February 12, 2016 / 8:12 AM / 2 years ago

FIFA candidate Salman signs amended human rights pledge

(Reuters) - FIFA presidential candidate Sheikh Salman bin Ebrahim Al Khalifa has signed an amended version of an Amnesty International pledge to end human rights abuses and corruption in the sport should he win election to soccer’s top job later this month.

The Asian Football Confederation president changed the wording of the motion, agreed with Human Rights Watch and other NGOs, and sent to all five candidates vying to succeed Sepp Blatter in the Feb. 26 vote.

The Bahraini Royal said he had removed individual references to the Russia 2018 and Qatar 2022 World Cups, and abuses against women and LGBT groups, to ensure wider scope to his commitment should he take office.

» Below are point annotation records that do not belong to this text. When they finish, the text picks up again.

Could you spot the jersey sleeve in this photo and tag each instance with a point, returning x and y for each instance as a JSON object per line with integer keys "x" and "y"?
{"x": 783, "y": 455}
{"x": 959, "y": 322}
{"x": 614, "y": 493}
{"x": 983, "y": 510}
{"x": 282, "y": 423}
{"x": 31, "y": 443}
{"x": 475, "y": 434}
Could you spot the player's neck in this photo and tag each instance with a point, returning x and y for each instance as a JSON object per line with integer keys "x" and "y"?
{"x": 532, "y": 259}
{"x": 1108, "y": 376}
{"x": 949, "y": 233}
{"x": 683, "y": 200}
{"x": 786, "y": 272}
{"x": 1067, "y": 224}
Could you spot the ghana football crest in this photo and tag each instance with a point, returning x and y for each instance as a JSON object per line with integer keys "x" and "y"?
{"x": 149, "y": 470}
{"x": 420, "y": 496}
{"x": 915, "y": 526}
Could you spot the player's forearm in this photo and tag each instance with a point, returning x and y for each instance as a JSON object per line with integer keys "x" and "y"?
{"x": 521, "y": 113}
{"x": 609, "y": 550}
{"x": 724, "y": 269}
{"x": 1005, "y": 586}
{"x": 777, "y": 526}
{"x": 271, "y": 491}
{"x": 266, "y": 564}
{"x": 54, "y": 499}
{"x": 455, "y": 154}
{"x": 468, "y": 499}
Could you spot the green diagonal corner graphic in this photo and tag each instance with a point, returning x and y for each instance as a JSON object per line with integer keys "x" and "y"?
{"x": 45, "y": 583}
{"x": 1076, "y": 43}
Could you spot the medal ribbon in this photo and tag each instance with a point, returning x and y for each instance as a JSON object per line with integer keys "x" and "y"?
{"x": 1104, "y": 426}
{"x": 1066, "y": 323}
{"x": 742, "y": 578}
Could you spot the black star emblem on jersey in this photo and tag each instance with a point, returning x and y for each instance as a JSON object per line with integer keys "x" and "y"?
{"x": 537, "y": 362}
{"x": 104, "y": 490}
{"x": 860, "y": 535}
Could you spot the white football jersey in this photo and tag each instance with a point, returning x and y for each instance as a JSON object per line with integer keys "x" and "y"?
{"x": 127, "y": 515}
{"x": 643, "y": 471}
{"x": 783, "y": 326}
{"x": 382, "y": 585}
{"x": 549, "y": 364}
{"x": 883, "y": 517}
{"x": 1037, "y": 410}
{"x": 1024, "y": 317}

“If we make a statement about equal rights and equal opportunities, it is obvious that we must practice an all-encompassing approach, which include all minorities and not solely those that were mentioned by Human Rights Watch in their original Pledge,” he said in a statement on Friday.

“I am of the view that we must not be selective in any area that concerns human rights.”

The statement said Salman handed a signed copy of the commitment to EU Commissioner for Youth, Culture and Sport Tibor Navracsics in Belgium on Wednesday ahead of Amnesty’s Saturday deadline.

The Bahraini royal has received strong backing for his campaign to succeed Blatter having received the public support of the 53-member African Confederation and his own 47-member Asian bloc in the vote of 209 FIFA members.

Salman has long denied claims from human rights groups that he was involved in the abuse of Bahraini players after the 2011 uprising in his country.

Salman faces competition from Swiss-Italian Gianni Infantino, Prince Al bin Al Hussein of Jordan, South African businessman Tokyo Sexwale and former FIFA general secretary Jerome Champagne in the FIFA vote to succeed Blatter, who was banned from football for eight years in December.

The organisation is mired in the worst crisis in its 111-year history, with corruption investigations under way in Switzerland and the United States. Several dozen people, including senior soccer officials, have been indicted on financial malpractice and money laundering.